A South Carolina woman who won the $1.5 billion Mega Millions jackpot in October still wants to keep her identity a secret, but she has revealed some of her spending plans.
The woman was visiting Greenville in October and decided to go on a scenic drive around town. She stopped at a KC Mart in Simpsonville that was advertising the large jackpot, according to a press release from Jason Kurland, her New York-based attorney.
She found out the next morning that she had the winning ticket and was in a state of disbelief, she told lottery officials. She quickly hired a team of legal experts and spent the next six months researching her options before announcing she was the winner.
The woman told lottery officials she wanted her identity to be hidden from the public, something only a handful of states allow.
Kurland, a self-described "lottery lawyer," said his client plans to give money to several South Carolina charities and organizations, including Ronald McDonald House Charities of Columbia, One SC Fund for Hurricane Florence relief, In The Middle of Columbia, and the city of Simpsonville Art Center.
She will also donate money to the American Red Cross's Alabama tornado relief fund to assist with recovery after the tornadoes that struck earlier this month left 23 people dead.
“Words can’t describe the feeling of such incredible luck,” she said in the release. “I do realize that such good fortune carries a tremendous social responsibility, and it gives me a unique opportunity to assist, support and contribute to charities and causes that are close to my heart.”
The woman decided to take a one-time payment of $877.8 million. It is the largest jackpot payout ever to a single winner.

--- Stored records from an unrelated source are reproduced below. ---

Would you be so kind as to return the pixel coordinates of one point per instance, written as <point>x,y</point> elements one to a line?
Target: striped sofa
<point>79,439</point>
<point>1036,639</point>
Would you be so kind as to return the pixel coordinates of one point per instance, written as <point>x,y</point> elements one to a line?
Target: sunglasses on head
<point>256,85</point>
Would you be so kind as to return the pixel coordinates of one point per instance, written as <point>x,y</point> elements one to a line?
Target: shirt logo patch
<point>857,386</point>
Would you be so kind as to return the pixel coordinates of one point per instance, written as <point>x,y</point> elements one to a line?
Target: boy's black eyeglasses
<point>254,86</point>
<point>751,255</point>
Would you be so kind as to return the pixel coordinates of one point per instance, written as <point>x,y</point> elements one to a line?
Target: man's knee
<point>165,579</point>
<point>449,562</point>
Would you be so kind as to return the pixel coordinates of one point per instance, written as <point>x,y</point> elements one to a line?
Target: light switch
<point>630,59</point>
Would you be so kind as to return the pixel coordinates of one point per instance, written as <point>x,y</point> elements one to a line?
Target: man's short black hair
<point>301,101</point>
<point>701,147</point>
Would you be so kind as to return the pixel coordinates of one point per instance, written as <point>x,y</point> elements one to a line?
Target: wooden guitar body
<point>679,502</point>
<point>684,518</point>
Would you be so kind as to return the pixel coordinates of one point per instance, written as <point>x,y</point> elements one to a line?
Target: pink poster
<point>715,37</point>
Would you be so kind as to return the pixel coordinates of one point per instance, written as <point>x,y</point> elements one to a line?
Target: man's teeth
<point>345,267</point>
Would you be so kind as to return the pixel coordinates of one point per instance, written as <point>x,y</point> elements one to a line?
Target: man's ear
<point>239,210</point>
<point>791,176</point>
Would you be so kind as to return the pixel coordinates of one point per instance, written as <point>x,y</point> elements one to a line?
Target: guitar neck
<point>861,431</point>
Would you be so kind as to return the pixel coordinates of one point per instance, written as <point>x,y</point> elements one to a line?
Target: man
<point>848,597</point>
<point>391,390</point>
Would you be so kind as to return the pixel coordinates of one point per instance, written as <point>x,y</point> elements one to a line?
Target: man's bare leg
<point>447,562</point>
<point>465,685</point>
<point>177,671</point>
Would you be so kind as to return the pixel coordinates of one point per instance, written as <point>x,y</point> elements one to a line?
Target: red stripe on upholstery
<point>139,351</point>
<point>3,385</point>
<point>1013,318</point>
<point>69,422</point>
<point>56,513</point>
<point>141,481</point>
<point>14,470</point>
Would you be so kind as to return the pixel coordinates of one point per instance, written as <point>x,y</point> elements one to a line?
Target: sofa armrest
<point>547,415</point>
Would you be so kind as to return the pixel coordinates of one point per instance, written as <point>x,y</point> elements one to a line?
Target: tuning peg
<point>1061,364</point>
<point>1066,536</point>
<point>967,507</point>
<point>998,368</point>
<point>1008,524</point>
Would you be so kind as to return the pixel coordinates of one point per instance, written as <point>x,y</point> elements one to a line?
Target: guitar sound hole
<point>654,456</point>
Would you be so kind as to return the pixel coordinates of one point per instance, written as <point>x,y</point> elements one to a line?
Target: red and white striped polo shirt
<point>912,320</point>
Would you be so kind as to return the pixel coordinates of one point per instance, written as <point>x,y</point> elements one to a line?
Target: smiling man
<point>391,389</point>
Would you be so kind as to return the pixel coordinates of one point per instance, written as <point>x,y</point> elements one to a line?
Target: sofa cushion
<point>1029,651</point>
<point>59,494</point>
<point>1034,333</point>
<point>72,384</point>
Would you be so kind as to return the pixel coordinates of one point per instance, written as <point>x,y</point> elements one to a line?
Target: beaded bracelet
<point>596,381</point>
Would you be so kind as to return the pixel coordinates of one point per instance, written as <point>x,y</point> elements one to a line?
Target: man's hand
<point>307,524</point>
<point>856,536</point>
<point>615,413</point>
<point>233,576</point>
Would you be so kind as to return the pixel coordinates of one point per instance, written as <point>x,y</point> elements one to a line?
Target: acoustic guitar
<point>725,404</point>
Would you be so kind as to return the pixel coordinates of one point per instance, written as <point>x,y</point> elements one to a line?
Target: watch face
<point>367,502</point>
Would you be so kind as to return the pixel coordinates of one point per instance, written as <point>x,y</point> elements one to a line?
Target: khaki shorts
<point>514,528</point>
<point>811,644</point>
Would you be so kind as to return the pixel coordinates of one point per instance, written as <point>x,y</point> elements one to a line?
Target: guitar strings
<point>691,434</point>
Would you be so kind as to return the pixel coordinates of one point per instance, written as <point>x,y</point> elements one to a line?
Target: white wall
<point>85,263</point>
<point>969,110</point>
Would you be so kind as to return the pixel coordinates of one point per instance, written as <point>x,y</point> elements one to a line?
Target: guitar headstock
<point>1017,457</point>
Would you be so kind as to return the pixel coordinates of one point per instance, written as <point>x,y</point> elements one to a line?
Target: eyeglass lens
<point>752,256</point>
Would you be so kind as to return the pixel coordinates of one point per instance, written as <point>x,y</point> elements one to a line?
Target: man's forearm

South Carolina will collect $61 million in income taxes as its share of the jackpot.
If she hadn’t surfaced before the six-month deadline — she came forward with less than two months remaining — the entire pot would have been divided among all 44 states participating in the Mega Millions contest, based on each state’s percentage of total sales.
That would have put about $11 million into South Carolina’s unclaimed prizes fund, according to state economists.